A Sudanese woman who on Monday was acquitted of a death sentence against her for being Christian was re-arrested hours later on Tuesday as she tried to leave the country.
The woman, 27-year-old Meriam Ibrahim, was arrested at the Khartoum airport on Tuesday by 50 security personnel, her lawyer Elshareef Ali Mohammed told NBC News.
Mohammed was at the airport during the arrest, and reports that security forces did not give a reason for the arrest even when he identified himself as Ibrahim's lawyer. She was taken to a detention center with her two children and husband Daniel Wani, who insisted on accompanying her.

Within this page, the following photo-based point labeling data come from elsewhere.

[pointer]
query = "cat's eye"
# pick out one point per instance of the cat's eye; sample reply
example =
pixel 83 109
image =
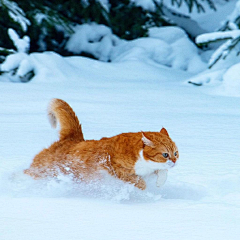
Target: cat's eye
pixel 165 155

"They knew she had been cleared by the court but they have re-arrested her - I don't know why," said Mohammed.
Ibrahim, whose father was Muslim but who was raised by her Christian mother, was convicted of apostasy for marrying Wani, a Christian, in 2011. As in many Muslim nations, Muslim women in Sudan are prohibited from marrying non-Muslims, though Muslim men can marry outside their faith.
The Sudanese woman was sentenced to death for her "crime," a sentence which was cancelled on Monday by a Khartoum court.
Wani, who holds American citizenship, said Monday that the family planned to leave Sudan for the US, reported BBC.
International condemnation over the death sentence is seen as having led to the cancellation.
Amnesty International called the sentence "abhorrent," and the US Sate Department said it was "deeply disturbed" by the sentence, calling on the Sudanese government to respect religious freedoms.
Sudan introduced Islamic Sharia law in the early 1980s under the rule of autocrat Jaafar Nimeiri, a move that contributed to the resumption of an insurgency in the mostly animist and Christian south of Sudan. The south seceded in 2011 to become the world's newest nation, South Sudan.